Platform: PC#
Engine: Unity#
Genre: Various (adventure, platformer, management game)#
Team: 1 Engineer and Designer(me), 1 Narrative Designer, 1 Artist, 1 Project Lead/Design Lead/Producer#
I met with a team of creatives at GDC one year who were interested in adapting the work of an author friend of theirs into a climate fiction game. With my ambitions at the time to break into paid work in the industry, and my former life as an environmental science professional, it was a natural fit. I worked with their team on a contract basis consistently for several months, then more sporadically over the following year. I was able to produce and give design input on a number of diverse prototypes, as well as participate in the concept process with the 2d artist and narrative designer. I got the chance to meet and work with some impressive design consultants including former staff of Playdead (developers of LIMBO and INSIDE) and KeithBurgungames.
DESIGN TASKS:#
Design Documentation#
I coordinated design meetings between the project’s vision holder, artist, and narrative designer. I kept track of and updated design documentation as the project evolved.
Stakeholder Interviews#
I also did multiple interviews of both the Vision holder and narrative designer to ascertain design goals and technical needs the project’s gameplay prototypes and tools development needs. I helped to constrain over-scoping and I put schema and structure to the narrative content so it would fit a future narrative pipeline for the game. Over time, the narrative designer and I ended up working together a lot!
Internal Pitching#
In addition to the above, I also was able to pitch some of my own gameplay ideas during certain phases of the project. I was able to use my design knowledge to help the vision holder identify analogues to his gameplay ideas in published projects to help derive further insights for gameplay designs and features.
Mockups#
I mocked some of the concepts on the design document using Figma. This was my first time using the tool, but I would go on to use it more frequently on other projects.

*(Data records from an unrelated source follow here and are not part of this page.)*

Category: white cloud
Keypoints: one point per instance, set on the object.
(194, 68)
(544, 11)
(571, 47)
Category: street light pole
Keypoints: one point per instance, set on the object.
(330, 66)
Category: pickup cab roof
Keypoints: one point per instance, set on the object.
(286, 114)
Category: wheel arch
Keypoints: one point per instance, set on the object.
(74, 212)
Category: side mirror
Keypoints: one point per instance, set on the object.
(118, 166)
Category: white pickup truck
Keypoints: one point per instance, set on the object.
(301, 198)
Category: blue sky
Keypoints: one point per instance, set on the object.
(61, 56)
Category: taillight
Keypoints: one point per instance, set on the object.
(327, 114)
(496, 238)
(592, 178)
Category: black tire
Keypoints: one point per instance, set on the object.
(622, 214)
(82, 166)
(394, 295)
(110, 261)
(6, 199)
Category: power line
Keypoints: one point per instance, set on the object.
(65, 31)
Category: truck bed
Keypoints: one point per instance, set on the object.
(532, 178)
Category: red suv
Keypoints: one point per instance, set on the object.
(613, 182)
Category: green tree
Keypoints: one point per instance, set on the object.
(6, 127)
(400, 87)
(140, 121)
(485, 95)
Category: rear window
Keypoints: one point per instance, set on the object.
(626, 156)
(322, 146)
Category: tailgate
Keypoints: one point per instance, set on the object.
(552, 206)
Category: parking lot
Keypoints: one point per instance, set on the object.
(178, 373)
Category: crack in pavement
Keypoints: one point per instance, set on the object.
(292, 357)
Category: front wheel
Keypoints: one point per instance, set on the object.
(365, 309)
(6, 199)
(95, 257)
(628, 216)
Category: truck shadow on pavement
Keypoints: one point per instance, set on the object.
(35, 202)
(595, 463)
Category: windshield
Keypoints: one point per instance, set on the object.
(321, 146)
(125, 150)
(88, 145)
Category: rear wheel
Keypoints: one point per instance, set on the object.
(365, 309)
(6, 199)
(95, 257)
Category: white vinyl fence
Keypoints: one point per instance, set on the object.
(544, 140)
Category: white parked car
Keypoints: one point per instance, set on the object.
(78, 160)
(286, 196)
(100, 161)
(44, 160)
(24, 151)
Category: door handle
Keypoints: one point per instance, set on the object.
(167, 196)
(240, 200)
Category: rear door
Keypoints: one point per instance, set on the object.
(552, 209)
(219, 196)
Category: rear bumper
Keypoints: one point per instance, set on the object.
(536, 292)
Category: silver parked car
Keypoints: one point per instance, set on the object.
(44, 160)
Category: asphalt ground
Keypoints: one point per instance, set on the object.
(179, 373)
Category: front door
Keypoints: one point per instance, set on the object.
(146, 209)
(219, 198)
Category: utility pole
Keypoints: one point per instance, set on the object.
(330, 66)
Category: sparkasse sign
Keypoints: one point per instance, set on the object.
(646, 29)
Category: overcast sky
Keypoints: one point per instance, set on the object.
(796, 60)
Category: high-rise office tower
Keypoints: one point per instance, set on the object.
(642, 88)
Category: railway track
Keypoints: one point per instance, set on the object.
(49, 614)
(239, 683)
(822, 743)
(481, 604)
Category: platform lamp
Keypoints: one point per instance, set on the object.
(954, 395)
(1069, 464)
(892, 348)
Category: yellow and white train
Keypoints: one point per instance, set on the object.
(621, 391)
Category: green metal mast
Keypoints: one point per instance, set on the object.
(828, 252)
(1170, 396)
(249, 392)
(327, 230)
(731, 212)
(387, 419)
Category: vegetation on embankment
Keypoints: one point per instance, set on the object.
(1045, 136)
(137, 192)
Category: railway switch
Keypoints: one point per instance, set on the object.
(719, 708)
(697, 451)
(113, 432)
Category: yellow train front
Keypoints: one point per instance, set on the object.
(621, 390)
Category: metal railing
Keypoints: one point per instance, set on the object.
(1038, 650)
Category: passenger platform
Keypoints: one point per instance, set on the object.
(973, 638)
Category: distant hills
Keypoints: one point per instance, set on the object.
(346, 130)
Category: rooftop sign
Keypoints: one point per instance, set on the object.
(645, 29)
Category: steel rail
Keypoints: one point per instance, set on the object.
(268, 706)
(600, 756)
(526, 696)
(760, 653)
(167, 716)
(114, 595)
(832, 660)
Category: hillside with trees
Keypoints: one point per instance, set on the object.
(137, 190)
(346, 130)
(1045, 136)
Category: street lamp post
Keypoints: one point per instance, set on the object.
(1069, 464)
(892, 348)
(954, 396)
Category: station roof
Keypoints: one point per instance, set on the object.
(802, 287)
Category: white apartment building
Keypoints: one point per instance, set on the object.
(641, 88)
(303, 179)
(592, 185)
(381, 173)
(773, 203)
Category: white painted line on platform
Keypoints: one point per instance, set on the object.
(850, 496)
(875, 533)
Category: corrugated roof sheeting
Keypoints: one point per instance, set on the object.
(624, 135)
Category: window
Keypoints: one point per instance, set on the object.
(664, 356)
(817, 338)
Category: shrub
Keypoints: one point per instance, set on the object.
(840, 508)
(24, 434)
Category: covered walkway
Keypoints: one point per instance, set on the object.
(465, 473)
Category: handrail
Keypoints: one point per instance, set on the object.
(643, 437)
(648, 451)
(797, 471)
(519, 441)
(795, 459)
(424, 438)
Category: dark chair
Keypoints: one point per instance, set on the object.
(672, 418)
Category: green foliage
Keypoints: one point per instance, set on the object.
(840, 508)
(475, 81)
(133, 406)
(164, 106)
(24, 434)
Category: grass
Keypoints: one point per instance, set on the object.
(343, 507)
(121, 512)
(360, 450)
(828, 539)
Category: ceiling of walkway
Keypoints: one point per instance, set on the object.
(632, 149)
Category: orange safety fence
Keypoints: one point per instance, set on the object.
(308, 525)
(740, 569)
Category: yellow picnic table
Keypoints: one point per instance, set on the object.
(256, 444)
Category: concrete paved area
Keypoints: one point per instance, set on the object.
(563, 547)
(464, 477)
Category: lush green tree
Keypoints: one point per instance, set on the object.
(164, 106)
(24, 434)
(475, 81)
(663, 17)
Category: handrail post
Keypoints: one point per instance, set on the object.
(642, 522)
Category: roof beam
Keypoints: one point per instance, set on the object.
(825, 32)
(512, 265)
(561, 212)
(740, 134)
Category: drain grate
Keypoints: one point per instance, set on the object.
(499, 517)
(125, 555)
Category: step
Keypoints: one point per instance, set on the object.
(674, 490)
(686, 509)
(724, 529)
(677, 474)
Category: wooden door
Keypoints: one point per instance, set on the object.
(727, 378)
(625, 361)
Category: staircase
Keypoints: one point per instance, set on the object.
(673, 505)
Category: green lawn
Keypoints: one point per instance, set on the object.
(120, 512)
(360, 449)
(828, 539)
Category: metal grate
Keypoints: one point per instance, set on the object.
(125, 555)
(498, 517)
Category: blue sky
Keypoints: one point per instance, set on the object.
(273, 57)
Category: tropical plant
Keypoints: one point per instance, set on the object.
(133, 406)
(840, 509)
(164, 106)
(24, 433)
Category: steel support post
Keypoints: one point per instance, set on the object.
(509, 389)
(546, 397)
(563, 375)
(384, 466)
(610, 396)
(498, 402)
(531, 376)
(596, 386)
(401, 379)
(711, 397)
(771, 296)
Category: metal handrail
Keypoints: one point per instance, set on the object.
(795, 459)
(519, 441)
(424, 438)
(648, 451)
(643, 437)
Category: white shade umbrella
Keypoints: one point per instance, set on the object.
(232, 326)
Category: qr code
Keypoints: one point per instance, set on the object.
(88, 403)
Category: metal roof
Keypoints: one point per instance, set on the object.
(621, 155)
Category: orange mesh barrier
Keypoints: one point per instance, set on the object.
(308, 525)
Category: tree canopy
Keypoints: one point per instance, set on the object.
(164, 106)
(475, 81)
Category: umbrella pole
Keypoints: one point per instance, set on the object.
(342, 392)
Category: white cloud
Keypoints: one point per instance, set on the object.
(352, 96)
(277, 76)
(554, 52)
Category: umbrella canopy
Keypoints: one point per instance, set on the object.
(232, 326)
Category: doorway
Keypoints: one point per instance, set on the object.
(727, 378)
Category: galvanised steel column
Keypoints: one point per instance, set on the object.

Content Development and Narrative Content Pipeline Coordination#
Over the course of the project, I ended up working more and more closely with the narrative designer, both so that she could understand the new medium she was entering into, and so that I could understand her needs for the content pipeline. Together, we created workflows and design axioms for how to structure and parameterize the content she was writing for the game.
ENGINEERING TASKS:#
Gameplay Systems Programming and Software Architecture#
I programmed all the gameplay systems in all of the prototypes myself. Since the vision for the game was changing rapidly, I needed to make my code as modular and robust as possible to be able to reuse as much of it as I could. I was particularly proud of my internal architecture on the idle game -like prototype, because I created a lot of highly generalizable systems for rapid iteration on very diverse content. I was able to create a very robust and clean architecture that could ingest many types of narrative content with little to no additional scripting required. In hindsight, I may have overbuilt the architecture of this project a little bit. But I was quite proud of it’s generalizability.
3D UI/UX Programming#
For the 3d globe / orrery prototype, I did a lot of complex math to ensure the dynamic camera and worldspace-based UI would line up properly regardless of edge cases. We also had proportionally accurate distances between planets in this scene, because it wasn’t yet known if we would have a section where the player would directly control spacecraft. I was proud to have created such a setup that was robust to floating point precision limitations while performing gameplay operations.
Tools Development#
I did extensive tools development on this project. We kept changing the narrative tools we were using to create the content- we went from Articy:draft, to Inkle Writer, to Twine, to Dialoguesystem for Unity, ultimately ending with a custom system. I had to be pretty fast to adapt to the changing requirements on the tool integration side, and I created many of my own custom adapters and similar features. I also built an external tool to dynamically parse and restructure Inkle script using regex and Winforms while ingesting it into the Unity project assets- which was very difficult! I also made other developer tools such as Unity editor utilities and CSV ingestion/interop scripts.
Plugin Integration#
In addition to changing the external tool setup rapidly, I was also routinely asked to integrate large sections of store-bought asset code quickly. It was a challenge to learn the ins and outs of so many competing code structures and integrate them all without compatibility problems. I developed a very module-based coding style to accommodate the changes, and these lessons would serve me on later engineering projects.